Chapter 6:

~ CHAPTER 6 – Rumors and Lemon Trees ~

Her Shadow, My Light


{ Yasuko Aikawa’s POV }

It starts with a whisper.

Not even a full sentence.

Just my name, floating behind someone’s hand.

Just a laugh that stops when I pass by.

By the third time it happens, I stop pretending I didn’t hear it.

“Do you think he actually likes her?” someone says behind me in the art building stairwell.

“I heard he only started hanging around her because of her sister,” another voice answers.

That one cuts deeper.

I don’t turn around. I just keep walking.

But the words follow me.

Like shadows I thought I’d left behind.

By the time I reach the greenhouse, my throat feels tight.

I push the door open carefully. The familiar scent of soil and lemon leaves wraps around me like always, but today it doesn’t feel comforting.

Shoichi’s already there.

He’s sketching. Bent slightly over his pad, pencil moving fast but light — like he’s afraid of leaving too much behind.

He glances up when I come in.

“Hey,” he says, smiling. “You’re a little late.”

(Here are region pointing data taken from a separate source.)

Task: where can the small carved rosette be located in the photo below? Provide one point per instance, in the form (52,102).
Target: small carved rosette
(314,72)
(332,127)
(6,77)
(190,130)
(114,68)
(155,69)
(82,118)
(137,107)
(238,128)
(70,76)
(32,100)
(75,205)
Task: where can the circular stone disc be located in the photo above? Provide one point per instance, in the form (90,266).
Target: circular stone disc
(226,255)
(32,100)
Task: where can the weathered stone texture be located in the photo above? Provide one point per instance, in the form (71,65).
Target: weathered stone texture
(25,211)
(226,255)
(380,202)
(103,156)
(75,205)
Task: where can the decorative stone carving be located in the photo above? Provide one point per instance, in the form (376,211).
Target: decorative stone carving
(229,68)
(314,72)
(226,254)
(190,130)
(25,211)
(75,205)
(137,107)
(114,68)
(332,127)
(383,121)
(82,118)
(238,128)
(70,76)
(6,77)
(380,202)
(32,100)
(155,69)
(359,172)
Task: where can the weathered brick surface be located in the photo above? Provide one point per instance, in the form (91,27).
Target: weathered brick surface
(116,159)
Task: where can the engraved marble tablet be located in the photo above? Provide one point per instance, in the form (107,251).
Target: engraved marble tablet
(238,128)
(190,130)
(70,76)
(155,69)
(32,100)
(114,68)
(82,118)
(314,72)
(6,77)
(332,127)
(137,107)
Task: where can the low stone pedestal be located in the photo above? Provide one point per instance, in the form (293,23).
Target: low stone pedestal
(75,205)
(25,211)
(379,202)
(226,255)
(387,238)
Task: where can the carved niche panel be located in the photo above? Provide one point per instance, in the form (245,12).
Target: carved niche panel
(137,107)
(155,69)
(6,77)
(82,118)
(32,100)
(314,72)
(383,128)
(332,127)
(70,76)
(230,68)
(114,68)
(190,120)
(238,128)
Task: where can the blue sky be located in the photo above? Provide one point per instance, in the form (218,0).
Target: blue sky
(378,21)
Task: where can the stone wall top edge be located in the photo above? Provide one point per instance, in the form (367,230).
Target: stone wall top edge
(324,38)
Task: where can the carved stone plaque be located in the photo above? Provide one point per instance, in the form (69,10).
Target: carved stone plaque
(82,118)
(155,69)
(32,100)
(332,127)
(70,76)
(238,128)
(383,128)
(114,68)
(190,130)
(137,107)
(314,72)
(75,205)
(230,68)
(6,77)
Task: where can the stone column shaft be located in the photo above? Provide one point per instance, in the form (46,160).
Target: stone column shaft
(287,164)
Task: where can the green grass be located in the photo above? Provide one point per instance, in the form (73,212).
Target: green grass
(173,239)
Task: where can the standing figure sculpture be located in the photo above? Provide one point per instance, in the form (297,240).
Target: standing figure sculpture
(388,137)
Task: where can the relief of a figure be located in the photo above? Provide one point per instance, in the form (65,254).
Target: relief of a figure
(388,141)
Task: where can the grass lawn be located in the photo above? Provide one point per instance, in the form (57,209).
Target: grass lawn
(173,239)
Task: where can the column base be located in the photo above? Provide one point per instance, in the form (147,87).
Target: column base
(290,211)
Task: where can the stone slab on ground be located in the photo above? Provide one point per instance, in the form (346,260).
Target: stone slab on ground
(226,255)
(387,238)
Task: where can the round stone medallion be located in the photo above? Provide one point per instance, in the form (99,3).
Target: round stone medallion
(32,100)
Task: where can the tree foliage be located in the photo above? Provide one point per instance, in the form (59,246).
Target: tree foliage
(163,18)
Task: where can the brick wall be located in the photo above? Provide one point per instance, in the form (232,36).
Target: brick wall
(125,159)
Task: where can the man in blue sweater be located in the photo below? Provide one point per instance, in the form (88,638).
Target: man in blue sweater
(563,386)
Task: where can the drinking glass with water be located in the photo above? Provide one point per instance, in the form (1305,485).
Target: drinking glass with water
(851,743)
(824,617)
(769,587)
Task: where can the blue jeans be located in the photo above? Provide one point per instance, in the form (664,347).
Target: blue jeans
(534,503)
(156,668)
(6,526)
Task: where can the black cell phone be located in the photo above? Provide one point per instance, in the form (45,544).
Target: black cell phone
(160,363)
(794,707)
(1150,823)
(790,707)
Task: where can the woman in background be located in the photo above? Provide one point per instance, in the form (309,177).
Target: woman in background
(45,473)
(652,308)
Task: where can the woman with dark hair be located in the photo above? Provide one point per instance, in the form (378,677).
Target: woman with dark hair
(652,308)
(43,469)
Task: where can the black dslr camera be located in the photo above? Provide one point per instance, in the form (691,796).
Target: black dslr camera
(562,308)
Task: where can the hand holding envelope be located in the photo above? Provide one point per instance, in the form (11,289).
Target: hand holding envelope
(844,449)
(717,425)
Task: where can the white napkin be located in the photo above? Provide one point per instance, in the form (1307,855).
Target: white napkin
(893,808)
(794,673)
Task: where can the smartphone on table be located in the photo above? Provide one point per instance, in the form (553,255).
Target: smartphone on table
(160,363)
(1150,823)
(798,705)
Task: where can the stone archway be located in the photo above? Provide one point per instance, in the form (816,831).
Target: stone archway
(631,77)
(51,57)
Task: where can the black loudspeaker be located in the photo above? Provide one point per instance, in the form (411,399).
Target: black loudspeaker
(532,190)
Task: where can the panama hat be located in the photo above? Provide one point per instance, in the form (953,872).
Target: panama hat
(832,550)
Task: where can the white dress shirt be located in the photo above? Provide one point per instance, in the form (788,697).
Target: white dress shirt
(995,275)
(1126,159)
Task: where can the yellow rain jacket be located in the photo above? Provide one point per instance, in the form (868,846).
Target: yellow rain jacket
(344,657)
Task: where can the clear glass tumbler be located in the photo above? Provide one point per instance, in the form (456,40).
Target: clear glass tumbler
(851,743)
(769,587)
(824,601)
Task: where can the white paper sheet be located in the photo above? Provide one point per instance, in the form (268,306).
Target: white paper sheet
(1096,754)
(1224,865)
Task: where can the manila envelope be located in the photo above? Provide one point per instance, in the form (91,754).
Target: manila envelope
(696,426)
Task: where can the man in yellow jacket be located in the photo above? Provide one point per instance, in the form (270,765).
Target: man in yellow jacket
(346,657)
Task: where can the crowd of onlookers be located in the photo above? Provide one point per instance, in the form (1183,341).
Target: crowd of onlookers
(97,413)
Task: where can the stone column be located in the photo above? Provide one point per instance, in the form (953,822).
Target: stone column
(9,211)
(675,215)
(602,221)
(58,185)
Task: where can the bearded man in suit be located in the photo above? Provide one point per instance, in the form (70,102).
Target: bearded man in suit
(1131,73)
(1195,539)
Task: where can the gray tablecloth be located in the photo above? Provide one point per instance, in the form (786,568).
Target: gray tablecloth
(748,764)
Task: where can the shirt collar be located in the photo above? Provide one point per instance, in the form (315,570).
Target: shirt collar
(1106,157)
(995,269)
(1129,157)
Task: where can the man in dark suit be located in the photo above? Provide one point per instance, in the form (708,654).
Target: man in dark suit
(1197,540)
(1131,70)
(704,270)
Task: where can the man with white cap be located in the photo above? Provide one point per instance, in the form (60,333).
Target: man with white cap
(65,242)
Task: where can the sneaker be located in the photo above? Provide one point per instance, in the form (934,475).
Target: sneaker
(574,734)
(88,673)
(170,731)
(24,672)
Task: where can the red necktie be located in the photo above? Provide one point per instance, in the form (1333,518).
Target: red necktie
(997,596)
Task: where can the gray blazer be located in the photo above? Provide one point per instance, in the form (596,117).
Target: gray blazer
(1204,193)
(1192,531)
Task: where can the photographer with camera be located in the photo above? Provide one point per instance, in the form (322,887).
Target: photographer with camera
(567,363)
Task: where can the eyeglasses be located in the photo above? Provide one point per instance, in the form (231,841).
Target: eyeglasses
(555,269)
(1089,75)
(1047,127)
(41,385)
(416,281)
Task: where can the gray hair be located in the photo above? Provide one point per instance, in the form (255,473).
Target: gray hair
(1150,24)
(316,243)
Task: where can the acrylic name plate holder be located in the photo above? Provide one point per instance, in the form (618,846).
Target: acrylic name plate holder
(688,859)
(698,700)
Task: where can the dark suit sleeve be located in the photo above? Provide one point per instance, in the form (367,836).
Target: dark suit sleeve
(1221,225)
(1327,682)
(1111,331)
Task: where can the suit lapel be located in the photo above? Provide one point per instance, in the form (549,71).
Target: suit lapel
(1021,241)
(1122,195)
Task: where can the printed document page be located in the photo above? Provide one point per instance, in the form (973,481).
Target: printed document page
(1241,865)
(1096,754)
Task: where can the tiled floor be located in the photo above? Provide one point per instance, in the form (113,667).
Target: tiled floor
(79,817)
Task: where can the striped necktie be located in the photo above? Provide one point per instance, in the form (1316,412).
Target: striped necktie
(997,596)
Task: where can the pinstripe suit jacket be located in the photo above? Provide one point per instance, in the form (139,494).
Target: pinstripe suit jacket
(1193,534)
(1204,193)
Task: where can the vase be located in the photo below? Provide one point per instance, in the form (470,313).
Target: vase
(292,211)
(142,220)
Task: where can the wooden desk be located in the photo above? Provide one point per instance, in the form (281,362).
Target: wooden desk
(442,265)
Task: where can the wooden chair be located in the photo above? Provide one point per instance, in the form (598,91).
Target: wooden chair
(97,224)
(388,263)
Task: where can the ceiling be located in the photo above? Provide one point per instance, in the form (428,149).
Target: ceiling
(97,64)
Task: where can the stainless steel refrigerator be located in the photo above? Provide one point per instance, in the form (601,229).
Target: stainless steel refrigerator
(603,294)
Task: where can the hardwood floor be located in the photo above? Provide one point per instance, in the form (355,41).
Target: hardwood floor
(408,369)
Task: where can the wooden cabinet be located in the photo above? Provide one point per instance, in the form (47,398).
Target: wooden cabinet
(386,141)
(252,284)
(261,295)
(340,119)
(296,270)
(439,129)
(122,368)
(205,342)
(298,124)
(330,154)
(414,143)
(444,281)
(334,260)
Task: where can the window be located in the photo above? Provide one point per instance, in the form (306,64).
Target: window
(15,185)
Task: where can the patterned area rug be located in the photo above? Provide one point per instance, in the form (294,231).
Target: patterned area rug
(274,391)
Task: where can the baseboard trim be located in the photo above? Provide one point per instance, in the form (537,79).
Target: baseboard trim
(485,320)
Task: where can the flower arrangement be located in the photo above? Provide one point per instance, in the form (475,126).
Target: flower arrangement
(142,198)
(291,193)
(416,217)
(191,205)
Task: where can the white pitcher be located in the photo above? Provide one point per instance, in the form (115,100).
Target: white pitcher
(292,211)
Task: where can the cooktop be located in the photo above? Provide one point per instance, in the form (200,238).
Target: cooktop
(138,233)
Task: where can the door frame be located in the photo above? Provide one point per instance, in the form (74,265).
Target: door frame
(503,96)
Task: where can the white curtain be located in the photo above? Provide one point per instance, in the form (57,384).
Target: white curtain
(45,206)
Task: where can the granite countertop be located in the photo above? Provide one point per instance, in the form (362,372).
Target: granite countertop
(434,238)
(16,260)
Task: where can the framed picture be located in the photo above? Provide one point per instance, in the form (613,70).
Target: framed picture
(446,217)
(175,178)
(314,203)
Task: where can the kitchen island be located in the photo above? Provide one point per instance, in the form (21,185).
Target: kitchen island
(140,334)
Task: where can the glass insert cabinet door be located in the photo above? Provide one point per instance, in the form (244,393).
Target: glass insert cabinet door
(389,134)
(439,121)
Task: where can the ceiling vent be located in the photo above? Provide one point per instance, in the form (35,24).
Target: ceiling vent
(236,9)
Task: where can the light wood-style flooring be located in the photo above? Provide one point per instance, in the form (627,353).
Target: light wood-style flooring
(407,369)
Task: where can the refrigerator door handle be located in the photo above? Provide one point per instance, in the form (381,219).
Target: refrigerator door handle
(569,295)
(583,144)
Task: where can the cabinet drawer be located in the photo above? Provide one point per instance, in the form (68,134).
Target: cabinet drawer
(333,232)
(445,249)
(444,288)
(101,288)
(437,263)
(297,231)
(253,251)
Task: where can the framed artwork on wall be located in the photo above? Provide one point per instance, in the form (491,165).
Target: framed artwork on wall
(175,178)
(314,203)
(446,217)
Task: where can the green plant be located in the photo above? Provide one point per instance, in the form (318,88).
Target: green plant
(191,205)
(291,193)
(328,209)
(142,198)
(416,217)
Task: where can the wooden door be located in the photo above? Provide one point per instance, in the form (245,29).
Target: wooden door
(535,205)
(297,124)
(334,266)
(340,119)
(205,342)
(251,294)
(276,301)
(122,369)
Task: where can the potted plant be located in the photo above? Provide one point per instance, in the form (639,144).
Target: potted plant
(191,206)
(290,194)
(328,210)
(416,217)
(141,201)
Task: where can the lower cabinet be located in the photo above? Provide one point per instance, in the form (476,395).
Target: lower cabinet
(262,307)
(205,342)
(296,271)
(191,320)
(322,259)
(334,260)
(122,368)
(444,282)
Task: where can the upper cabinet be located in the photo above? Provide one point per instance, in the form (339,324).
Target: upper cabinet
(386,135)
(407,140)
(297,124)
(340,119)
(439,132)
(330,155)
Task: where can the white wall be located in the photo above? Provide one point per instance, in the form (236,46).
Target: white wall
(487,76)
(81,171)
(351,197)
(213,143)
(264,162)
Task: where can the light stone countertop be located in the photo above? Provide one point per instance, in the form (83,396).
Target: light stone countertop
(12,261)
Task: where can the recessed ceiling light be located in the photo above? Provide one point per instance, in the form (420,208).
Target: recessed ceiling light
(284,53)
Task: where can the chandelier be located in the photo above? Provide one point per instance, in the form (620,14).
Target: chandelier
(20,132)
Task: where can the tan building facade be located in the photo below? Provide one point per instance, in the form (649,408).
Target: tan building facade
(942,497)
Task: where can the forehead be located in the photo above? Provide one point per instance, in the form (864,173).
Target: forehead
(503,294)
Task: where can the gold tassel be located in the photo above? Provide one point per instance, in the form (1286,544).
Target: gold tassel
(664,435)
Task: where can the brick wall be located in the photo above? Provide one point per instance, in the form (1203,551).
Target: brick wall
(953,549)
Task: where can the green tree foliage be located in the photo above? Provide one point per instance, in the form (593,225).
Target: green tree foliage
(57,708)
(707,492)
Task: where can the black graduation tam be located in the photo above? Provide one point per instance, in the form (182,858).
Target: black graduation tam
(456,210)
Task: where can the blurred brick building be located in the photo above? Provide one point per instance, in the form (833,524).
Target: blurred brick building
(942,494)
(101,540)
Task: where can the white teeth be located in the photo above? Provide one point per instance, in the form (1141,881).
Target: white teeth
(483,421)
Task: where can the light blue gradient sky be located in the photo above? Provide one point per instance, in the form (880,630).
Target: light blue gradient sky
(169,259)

“Yeah,” I murmured. “Sorry.”

He closes his sketchbook instantly. “Something wrong?”

“No,” I lied.

Then hesitate.

“Yes.”

I sat down across from him. The bench creaks.

He watches me — not with worry, exactly, but with attention. The kind that’s starting to feel familiar. The kind that should feel safe.

I wrap my fingers together and try to sound casual.

“Are you only hanging out with me because of Masumi?”

Shoichi blinks. “What?”

The words rush out faster than I meant them to.

“People are saying things. That you’re only here because I’m… easier. Because I’m not her. Because it makes you look good to like the quiet girl. Or— I don’t know— maybe you pitied me or something—”

“Yasuko.”

He says my name like it matters.

Like it’s the only thing he needs to say.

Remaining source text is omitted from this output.